3 of 7 Try retyping first $2$ equations and add explanation that it may not show properly.

I'm adding a new answer instead of updating or adding to my original one since this is quite different based on the new information provided. The answers by Ethan Bolker and Fabio Somenzi involve using (note: the following $2$ equations may not display properly, although they appear to be written correctly & show fine in Edit mode)

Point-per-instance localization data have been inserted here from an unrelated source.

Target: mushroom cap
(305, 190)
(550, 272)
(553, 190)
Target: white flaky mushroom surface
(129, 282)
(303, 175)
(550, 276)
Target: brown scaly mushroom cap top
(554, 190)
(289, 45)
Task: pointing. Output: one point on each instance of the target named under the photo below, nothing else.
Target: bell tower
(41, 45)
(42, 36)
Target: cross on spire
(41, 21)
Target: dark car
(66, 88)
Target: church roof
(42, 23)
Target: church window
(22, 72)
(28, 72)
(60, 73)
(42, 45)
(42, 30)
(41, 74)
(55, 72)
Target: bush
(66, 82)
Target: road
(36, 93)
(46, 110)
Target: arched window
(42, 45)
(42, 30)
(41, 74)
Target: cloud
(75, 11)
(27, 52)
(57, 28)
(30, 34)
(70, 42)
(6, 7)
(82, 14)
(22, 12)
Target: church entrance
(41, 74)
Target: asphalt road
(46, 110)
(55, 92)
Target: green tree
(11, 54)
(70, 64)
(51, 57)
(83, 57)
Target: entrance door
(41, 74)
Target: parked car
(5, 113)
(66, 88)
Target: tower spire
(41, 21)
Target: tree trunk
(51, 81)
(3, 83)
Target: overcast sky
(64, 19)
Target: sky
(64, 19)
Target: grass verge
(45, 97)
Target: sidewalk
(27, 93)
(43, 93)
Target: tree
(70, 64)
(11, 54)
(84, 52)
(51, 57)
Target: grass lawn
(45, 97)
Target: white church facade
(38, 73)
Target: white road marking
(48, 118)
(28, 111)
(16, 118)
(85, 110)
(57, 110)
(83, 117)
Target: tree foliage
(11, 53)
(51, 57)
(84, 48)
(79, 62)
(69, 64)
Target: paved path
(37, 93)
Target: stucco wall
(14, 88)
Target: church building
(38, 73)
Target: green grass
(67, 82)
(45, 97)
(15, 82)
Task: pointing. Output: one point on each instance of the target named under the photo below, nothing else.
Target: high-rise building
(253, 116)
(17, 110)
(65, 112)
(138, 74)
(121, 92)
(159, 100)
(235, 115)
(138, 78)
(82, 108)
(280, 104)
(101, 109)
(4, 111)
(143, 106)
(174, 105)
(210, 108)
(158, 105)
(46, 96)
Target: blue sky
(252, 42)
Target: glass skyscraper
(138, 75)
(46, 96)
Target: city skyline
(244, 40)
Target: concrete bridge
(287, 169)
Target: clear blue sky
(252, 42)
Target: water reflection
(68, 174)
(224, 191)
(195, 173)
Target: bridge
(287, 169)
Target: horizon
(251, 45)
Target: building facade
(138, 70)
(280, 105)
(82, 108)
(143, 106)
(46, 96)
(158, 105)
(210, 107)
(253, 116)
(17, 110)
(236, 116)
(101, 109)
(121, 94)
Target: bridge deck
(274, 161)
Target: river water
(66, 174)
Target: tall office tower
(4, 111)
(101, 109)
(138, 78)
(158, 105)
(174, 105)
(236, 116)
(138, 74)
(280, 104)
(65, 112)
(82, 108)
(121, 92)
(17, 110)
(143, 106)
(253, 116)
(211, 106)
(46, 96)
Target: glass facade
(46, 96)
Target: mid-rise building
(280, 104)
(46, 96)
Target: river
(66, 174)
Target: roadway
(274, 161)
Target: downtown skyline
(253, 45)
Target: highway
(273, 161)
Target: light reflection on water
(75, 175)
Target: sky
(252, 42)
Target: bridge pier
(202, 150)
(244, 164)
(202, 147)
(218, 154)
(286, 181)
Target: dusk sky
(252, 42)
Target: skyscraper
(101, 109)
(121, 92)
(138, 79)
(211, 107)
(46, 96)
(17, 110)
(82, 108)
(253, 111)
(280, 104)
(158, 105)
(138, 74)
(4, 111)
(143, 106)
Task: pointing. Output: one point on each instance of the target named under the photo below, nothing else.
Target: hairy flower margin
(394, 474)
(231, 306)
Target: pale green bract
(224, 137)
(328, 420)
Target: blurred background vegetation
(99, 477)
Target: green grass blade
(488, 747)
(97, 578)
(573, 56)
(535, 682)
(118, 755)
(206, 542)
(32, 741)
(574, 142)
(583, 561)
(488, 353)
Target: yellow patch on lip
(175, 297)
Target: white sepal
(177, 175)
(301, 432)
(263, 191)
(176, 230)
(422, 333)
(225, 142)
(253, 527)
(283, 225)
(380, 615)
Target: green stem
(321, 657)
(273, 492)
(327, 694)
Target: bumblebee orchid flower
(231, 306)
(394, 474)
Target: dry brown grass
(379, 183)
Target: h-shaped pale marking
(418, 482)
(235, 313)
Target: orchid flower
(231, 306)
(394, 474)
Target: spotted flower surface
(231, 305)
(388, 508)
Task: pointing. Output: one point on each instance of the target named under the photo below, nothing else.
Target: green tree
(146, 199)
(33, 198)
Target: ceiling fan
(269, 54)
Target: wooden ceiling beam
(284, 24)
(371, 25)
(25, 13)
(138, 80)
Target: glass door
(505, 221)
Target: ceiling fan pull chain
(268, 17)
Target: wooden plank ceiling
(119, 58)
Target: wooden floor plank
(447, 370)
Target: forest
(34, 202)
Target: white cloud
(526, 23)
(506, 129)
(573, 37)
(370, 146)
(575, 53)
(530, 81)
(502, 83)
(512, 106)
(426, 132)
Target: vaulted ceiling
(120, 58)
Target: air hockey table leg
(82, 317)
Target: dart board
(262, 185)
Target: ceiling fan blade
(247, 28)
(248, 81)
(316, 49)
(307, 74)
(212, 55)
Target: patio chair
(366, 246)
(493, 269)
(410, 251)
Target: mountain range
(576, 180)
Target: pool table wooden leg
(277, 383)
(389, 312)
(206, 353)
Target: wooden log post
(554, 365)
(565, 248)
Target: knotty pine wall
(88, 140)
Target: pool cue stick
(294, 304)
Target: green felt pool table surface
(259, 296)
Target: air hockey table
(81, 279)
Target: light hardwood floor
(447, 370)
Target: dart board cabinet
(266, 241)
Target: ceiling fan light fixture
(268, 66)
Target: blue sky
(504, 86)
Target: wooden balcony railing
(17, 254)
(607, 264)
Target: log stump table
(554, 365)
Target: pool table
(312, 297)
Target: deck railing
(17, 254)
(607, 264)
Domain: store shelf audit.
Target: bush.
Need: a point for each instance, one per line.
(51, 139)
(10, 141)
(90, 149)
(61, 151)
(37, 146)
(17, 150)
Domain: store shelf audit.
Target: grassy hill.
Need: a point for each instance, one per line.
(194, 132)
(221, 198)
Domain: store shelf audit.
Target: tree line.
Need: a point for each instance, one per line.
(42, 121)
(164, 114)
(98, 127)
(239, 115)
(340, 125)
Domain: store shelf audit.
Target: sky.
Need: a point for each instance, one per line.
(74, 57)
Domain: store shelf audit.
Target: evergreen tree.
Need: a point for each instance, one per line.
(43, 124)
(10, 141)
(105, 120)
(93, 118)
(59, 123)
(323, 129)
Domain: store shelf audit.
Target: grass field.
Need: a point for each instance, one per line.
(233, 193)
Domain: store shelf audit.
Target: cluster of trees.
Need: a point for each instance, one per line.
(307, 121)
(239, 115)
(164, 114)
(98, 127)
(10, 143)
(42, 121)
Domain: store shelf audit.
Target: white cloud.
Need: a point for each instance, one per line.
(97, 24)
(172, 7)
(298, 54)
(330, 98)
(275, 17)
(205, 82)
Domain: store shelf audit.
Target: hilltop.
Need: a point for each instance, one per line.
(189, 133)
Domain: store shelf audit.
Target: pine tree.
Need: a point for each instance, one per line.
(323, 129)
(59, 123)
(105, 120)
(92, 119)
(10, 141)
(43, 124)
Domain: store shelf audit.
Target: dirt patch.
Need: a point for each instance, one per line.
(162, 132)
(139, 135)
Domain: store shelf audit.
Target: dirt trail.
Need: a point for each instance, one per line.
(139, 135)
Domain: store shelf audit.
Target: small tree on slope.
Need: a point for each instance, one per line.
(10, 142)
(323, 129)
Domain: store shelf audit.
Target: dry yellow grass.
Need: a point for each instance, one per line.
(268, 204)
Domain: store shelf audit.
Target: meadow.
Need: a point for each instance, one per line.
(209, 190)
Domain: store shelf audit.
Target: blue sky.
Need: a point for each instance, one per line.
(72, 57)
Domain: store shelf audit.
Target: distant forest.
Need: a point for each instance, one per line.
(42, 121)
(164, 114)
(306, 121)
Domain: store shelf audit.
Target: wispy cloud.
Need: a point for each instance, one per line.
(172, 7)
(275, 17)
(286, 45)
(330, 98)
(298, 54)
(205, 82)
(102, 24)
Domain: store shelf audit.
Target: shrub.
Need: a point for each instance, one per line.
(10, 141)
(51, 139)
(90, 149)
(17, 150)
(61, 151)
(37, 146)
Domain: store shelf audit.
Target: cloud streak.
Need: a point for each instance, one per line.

$$a + 2n(b - n) = k(b - 2n) \tag{1}\label{eq1}$$

to create a quadratic equation in $n$, i.e.,

$$n^2 - (k + b)n + \frac{bk - a}{2} = 0 \tag{2}\label{eq2}$$

which has a discriminant of

$$D = (bk - a)^2 - 2(bk - a) = k^2 + b^2 + 2a \tag{3}\label{eq3}$$

The value of $n$ is

$$n = \frac{k + b \pm \sqrt{D}}{2} \tag{4}\label{eq4}$$

The smallest positive integer $n$ comes from subtracting $\sqrt{D}$ where $D$ is a perfect square of the same parity as $k + b$, and less than but as close as possible to $(k + b)^2$. Thus, from \eqref{eq3}, you want to start with the smallest $k$ such that $bk - a \gt 0$, say $k_0$, so

$$b \ge bk_0 - a > 0 \; \Rightarrow \; -2b \le -2(bk_0 - a) \lt 0 \tag{5}\label{eq5}$$

From \eqref{eq3},

$$(k_0 + b)^2 - 2(bk_0 - a) \ge k_0^2 + 2bk_0 + b^2 - 2b \tag{6}\label{eq6}$$

However, note that

$$(k_0 + (b - 1))^2 = k_0^2 + 2bk_0 + b^2 - 2b + (1 - 2k_0) \tag{7}\label{eq7}$$

Thus, the next smaller perfect square of $D$ is $(k_0 + (b - 1))^2$. Note going from $m^2$ to $(m + 1)^2$ involves adding $2m + 1$, then to $(m + 2)^2$ involves adding $2m + 3$, then add $2m + 5$ to get $(m + 3)^2$, etc. In other words, even for very large integers, you can quickly and easily go from a perfect square to the next perfect square by adding a value which you increment by $2$ each time. Thus, starting at $k = k_0$ in \eqref{eq3}, and using \eqref{eq7}, you can quickly determine each next value for $k$ and compare it to the next possible perfect square, incrementing each value(s) as appropriate, until the values match, and the result gives an integer in \eqref{eq4}. This is relatively efficient, and is generally considerably faster than doing integer divisions (e.g., for factoring or to check modulo values). For example, https://agner.org/optimize/optimizing_cpp.pdf says at section 14.5 Integer division:

Integer division takes much longer time than addition, subtraction and multiplication (27 - 80 clock cycles for 32-bit integers, depending on the processor).

This speed issue will vary with things like the size of the integers, the compiler being used, etc., but I believe in basically all cases that integer division will be quite slow.